Monday, October 18, 2004

whose line is it?


Let's just say, I have been very un-lucky since the beginning of September. When the nasty flu first took over my fragile body. Then, the broken ankle. Follow by that, I have slipped over the metro card, argued with rude people over parking spot, silk tie jammed up in the zipper... spill juice all over wooden floor... And most recently, the encounter with rude stranger.

This took place on Sunday, where the Female Love Bird and I went to Flushing Mall. I sat down at one of the empty tables at the Food Court, while the sis went to grab food.

All of the sudden, an unidentified Asian man, with news paper in his hand, sat down next to me. Without turning his head, he proceeds to read his paper.

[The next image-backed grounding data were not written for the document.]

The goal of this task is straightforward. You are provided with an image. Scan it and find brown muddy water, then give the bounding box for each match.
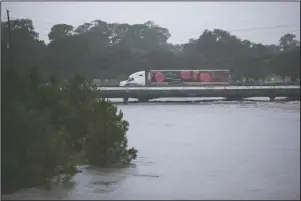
[2,98,300,200]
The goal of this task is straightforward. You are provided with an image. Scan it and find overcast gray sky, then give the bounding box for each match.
[1,2,300,45]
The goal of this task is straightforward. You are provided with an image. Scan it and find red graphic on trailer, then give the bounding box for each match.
[154,72,165,82]
[199,73,211,82]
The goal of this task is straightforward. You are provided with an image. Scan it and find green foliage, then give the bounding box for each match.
[2,18,299,81]
[83,98,137,166]
[1,66,138,194]
[1,17,299,193]
[48,24,74,41]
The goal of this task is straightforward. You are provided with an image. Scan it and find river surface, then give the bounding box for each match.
[2,98,300,200]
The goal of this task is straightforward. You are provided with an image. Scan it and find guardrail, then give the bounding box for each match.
[96,85,300,91]
[94,82,300,87]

My eye brows rose as I look at the back of his head.

What the heck is he sitting here for?
Didn't he see me?
This is a table for two. Me and my sister, damn it.
Excuse me? What are you doing here?


Thoughts went back and forth in my head, as I glared at him.

But, for some reason, words wouldn't come out of my mouth.

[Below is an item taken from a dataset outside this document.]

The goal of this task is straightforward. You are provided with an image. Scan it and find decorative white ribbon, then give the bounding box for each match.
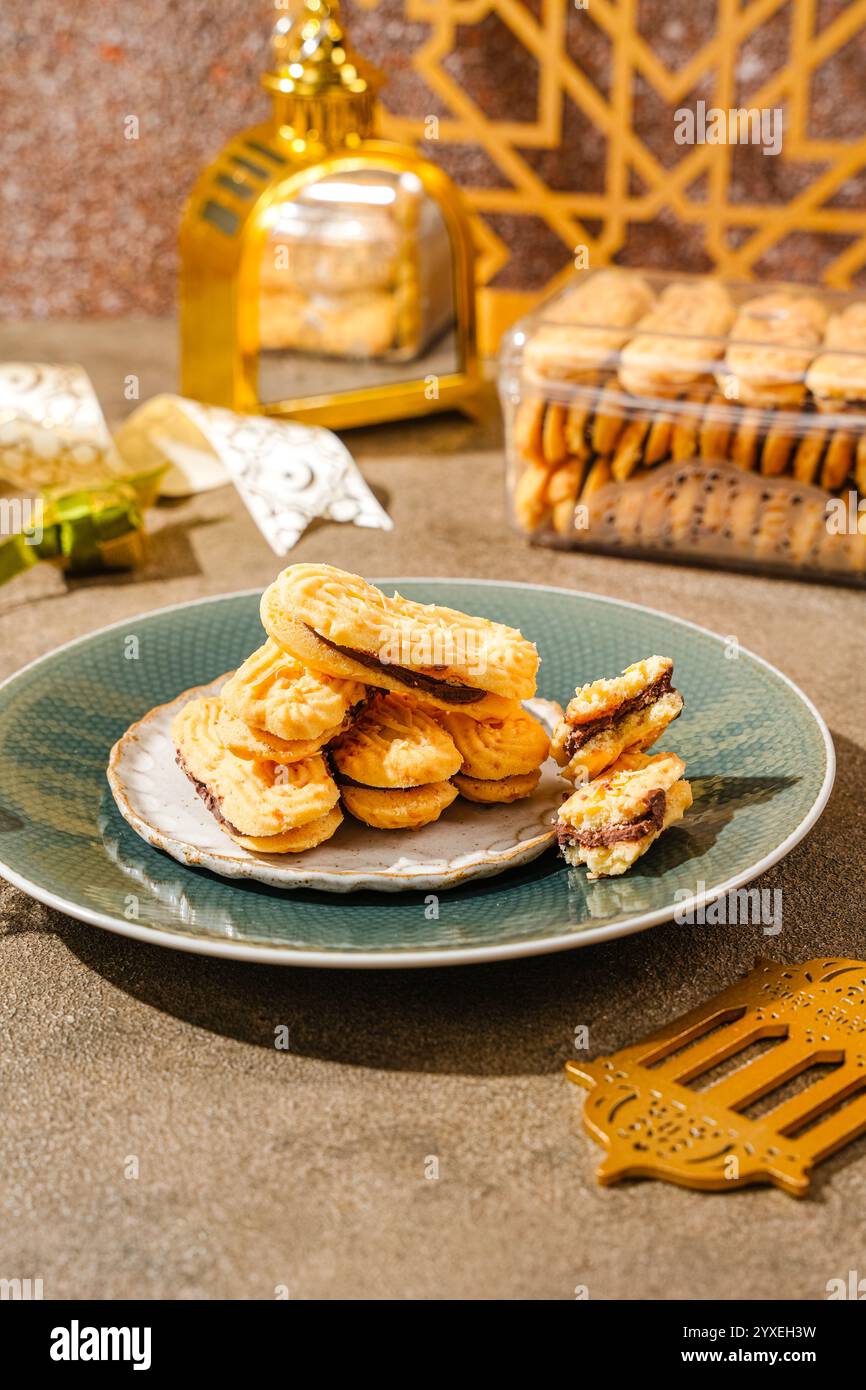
[115,394,392,553]
[0,364,392,555]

I eyed the Female Love Bird as she walked toward the table carrying the food tray.

She looked at me.

I looked back.

Then I looked over to the stranger man.

She looked at the stranger man and looked back at me.

Slowly, she places the tray on the table.

The man didn't move. He was still reading the paper.

"Excuse me." she said.

"We are expecting our friends to join us later. Would you mind moving to another table?"

He man looked up, he paused a bit, then grabbed his stuff and moved to another table.

The Female Love Bird sat down, and said..."Some people are so weird these days."

I looked at her..."Strange. I didn't know how to react to it earlier."

"Maybe you look weak, being a handicapped."

"I dunno..."

But the thing is, I could have said the same thing she said. But at that moment, I almost seemed to be intimidated by the stranger. I could have whacked the man with my Fendi bag and tell him to F**K off. But I didn't. I couldn't.

Similar thing happened when I broke my wrist few years back. During the month of recovery, I didn't talk much. I actually avoided interacting with other students unless I had to.

I seemed to have lost the confident that I once had. The B*tch in me seemed to have wondered off to the local Sephoria. Could my disadvantage cause this? Is it just me? Or I'm just a passive person? How come Lindsey Lohan's boobs are all over the place?